Believe it or not, the next part was all me.

“That’s…perfect! We were told to take into consideration what the real event would look like to the public, right? If the missile appears to travel backwards, we could direct the device toward the outer ring from the inner, and make it look like someone attacked the pentagon from the outside. Call it a terrorist attack. It will be in the renovation wing, so all the corpses in the freezer will add to the feel of tragedy. It will be right here in the Pentagon, so no one will bat an eye at our eagerness to lock things down. We can minimize casualties…”
Another panel member piped up, “But who is doing this? Will people believe that terrorists can launch a missile at the Pentagon? Do we want them to believe that?”

“No, you’re right.” A pause, not long. “What if we added extra spare parts to the chaff? We could make it look like a plane crash.”

 

The panel erupted in approval. And I didn’t even realize what I had come up with.
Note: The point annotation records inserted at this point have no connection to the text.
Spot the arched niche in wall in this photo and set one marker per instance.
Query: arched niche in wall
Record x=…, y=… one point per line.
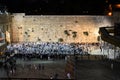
x=2, y=37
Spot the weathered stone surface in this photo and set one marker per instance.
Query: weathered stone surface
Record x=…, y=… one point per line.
x=50, y=28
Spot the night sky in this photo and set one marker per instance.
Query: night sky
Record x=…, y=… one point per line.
x=58, y=7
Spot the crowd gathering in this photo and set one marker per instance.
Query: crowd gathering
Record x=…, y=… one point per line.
x=48, y=49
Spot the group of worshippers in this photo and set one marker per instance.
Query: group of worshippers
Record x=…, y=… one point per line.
x=44, y=48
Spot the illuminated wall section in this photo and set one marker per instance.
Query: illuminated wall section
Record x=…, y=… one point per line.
x=58, y=28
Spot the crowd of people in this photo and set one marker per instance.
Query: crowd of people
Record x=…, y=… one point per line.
x=44, y=48
x=47, y=50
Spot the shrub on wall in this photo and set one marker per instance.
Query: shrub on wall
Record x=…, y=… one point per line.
x=86, y=33
x=66, y=32
x=74, y=34
x=26, y=33
x=60, y=40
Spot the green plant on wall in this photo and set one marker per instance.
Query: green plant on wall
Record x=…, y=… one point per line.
x=38, y=39
x=86, y=33
x=26, y=33
x=66, y=32
x=98, y=38
x=60, y=40
x=74, y=34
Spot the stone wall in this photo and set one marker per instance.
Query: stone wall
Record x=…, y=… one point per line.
x=53, y=28
x=5, y=27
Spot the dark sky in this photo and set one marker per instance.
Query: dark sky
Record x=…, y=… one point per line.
x=72, y=7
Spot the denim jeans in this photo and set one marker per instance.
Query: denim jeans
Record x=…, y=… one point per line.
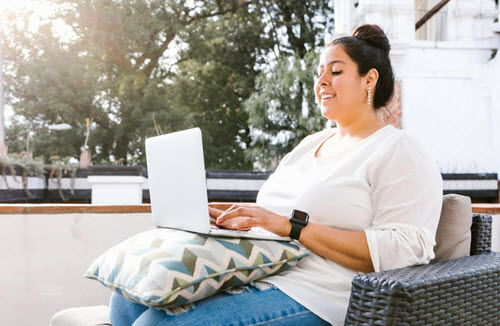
x=250, y=307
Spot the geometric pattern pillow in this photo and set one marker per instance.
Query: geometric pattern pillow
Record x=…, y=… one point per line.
x=164, y=268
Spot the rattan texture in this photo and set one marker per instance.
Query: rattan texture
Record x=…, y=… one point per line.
x=464, y=291
x=481, y=234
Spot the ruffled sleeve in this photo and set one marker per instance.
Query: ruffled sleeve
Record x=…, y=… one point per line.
x=407, y=196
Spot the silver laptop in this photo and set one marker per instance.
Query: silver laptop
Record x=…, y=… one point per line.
x=177, y=186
I guess I was pleased I had been so eloquent in design, and also I trusted the fact that this was to be a security mechanism. I never expected what happened months later.

 

We continued the design. Part of the team was a group of sociologists and psychologists. Ordinarily, an engineer is concerned with the way a product fits into the clients life. Ergonomics, economics, aesthetics. Here, our aesthetic was how the product will not fit in, and how no one will make it try to fit in. We performed routine testing, which was, amazingly enough, filmed and shown to anyone who asked. The videos look like the rocket is flying normally and hitting the target as planned. If you look for it, you can make out the man with the rocket launcher who looks like he’s pointing directly at the path of the missile. Who would ever think to look for that, though?

 

Then Mr. Brown decided to demonstrate his sentience.
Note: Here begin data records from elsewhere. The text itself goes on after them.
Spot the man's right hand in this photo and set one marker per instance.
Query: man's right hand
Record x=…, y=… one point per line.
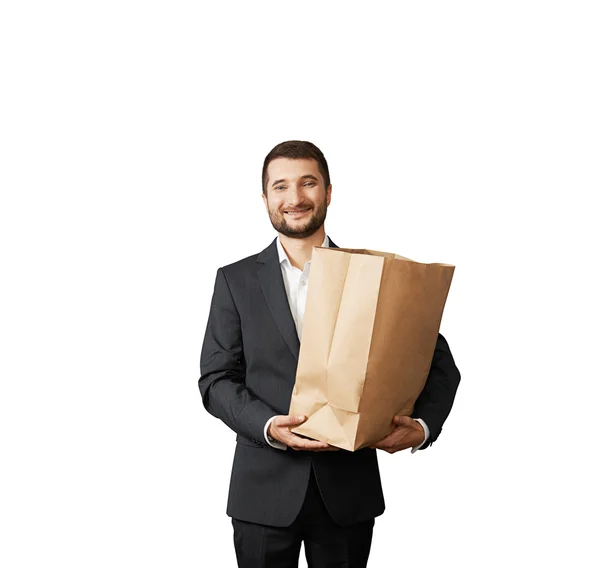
x=279, y=429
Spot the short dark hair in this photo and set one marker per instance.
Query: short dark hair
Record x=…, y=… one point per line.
x=297, y=150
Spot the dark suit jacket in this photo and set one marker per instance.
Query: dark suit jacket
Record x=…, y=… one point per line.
x=248, y=368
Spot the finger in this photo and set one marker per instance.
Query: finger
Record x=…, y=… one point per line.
x=289, y=420
x=402, y=420
x=303, y=443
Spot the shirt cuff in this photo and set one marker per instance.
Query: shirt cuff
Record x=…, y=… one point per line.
x=422, y=423
x=271, y=441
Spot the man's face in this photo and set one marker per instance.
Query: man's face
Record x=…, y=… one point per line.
x=297, y=198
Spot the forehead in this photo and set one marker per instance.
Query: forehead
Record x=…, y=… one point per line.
x=286, y=168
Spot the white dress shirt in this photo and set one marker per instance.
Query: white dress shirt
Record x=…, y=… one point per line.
x=296, y=287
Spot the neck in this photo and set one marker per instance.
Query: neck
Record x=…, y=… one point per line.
x=299, y=251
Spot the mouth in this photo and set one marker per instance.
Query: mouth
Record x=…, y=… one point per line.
x=296, y=213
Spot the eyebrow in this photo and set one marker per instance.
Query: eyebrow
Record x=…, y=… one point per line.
x=306, y=176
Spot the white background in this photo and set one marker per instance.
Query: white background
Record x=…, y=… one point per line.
x=132, y=137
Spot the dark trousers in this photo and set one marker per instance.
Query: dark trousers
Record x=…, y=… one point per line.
x=326, y=544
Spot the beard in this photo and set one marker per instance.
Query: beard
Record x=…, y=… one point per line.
x=299, y=230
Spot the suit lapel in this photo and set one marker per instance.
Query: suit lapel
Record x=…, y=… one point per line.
x=273, y=289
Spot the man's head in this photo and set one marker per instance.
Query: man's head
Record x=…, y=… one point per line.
x=296, y=188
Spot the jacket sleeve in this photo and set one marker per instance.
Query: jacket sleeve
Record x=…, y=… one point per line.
x=435, y=401
x=223, y=369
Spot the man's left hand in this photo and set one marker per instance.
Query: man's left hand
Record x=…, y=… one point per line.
x=407, y=433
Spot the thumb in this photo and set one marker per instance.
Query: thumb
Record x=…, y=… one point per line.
x=402, y=420
x=291, y=420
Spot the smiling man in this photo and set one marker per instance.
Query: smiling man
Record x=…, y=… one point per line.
x=286, y=489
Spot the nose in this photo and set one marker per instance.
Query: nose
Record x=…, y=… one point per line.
x=295, y=196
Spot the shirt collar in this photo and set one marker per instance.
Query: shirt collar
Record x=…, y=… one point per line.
x=283, y=256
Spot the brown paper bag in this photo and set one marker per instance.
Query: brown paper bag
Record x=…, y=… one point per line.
x=370, y=329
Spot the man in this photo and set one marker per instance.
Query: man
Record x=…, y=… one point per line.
x=286, y=489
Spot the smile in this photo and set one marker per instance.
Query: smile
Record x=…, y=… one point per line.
x=297, y=213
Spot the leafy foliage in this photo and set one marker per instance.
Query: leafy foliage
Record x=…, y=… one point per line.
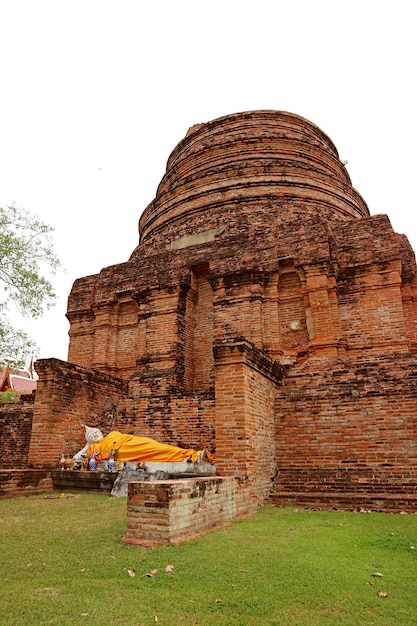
x=25, y=246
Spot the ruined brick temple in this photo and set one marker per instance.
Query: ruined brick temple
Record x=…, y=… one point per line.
x=264, y=314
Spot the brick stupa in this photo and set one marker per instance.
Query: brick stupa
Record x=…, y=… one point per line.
x=264, y=314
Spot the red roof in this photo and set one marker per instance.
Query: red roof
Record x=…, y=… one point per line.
x=19, y=381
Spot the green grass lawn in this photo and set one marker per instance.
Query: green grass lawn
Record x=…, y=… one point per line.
x=63, y=563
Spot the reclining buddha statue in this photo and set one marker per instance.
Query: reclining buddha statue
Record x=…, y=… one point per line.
x=134, y=448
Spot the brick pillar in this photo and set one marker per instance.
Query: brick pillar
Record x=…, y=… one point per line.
x=246, y=380
x=324, y=327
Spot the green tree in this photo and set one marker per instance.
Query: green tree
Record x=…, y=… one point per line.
x=26, y=249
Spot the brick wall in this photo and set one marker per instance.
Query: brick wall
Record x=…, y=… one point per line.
x=169, y=512
x=16, y=427
x=68, y=396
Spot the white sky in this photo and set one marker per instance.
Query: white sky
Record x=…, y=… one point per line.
x=95, y=94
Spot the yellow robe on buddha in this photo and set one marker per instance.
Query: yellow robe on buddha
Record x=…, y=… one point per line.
x=134, y=448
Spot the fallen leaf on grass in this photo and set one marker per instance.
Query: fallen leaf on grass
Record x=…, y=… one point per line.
x=151, y=573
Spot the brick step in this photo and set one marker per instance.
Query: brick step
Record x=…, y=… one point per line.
x=384, y=502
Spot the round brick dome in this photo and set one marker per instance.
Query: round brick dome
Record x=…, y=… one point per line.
x=242, y=159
Our device had been in place long before Brown tried to make a break for it. Who knows how he managed it, either? Nothing is foolproof, which is why we make things redundant, and so like magic, like nothing about the event could be questioned, our device assassinated the sentient Mr. Brown. He was vaporized. The limited footage of the event makes it look like a foreign object, a plane, is on a collision course, and then hits, just like the test reel.
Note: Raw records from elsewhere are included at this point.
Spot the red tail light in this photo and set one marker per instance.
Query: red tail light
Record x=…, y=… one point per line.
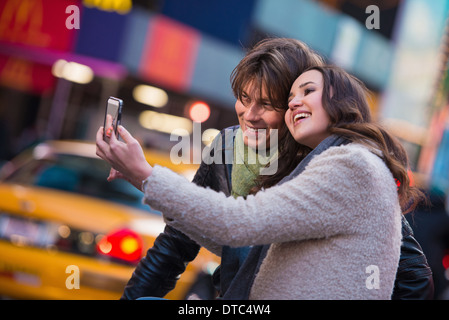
x=446, y=261
x=123, y=244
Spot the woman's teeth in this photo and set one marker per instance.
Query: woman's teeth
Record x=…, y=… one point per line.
x=301, y=115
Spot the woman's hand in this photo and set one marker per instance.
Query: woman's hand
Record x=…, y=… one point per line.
x=126, y=158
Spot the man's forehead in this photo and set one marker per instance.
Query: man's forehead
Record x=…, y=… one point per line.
x=256, y=89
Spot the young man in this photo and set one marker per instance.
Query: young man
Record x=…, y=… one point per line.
x=261, y=83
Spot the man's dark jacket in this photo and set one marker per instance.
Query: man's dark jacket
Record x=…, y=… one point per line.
x=157, y=273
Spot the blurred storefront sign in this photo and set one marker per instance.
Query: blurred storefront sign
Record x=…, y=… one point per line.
x=29, y=24
x=409, y=92
x=101, y=34
x=170, y=53
x=120, y=6
x=343, y=40
x=25, y=75
x=36, y=23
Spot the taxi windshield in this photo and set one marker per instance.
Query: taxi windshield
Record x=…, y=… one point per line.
x=81, y=175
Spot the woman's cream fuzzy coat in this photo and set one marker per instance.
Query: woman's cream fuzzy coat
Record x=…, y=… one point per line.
x=335, y=229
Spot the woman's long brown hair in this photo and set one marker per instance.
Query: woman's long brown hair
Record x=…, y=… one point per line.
x=345, y=101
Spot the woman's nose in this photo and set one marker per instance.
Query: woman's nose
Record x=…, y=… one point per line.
x=252, y=112
x=295, y=102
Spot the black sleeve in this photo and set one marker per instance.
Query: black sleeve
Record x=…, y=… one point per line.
x=157, y=273
x=414, y=279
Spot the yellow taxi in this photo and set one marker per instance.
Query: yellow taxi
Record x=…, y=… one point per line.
x=67, y=233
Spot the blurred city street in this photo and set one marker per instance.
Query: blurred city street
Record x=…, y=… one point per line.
x=66, y=233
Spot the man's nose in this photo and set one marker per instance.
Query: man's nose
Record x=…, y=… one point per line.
x=253, y=112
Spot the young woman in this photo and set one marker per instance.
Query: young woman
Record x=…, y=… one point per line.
x=334, y=225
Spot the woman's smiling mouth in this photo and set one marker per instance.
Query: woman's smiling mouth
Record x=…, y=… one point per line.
x=300, y=116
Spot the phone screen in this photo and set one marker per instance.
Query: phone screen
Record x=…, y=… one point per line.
x=112, y=117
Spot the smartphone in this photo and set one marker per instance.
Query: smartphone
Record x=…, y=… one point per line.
x=112, y=117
The part of the event that I did not engineer was the extra coordinated event. Apparently, someone had gone over my head and had decided that simply making our event look like a plane crash would not be enough to convince people. They had to be damn sure it was terrorists, and what better way than to actually use some? I could see the elegance in employing one’s alleged enemy to one’s benefit, but that’s the last objective thought I ever had about the design process.

 

Mine is a job from which there is no resigning, but after all, I am an engineer, and finding practical solutions to complicated problems is what I do. I had the deaths of thousands of innocents on my head, and one captive. Someone will know. Even if my employers find this note before the police, someone will know. And that is how I will resign, the last step a designer ever takes.
Suicide.

 

>Suspect found, shot to death. Single wound to the head indicates suicide. Federal authorities released a video showing victim shooting himself. Note seen in video has not been released. Curious wound pattern indicates shot entered from expected point of exit.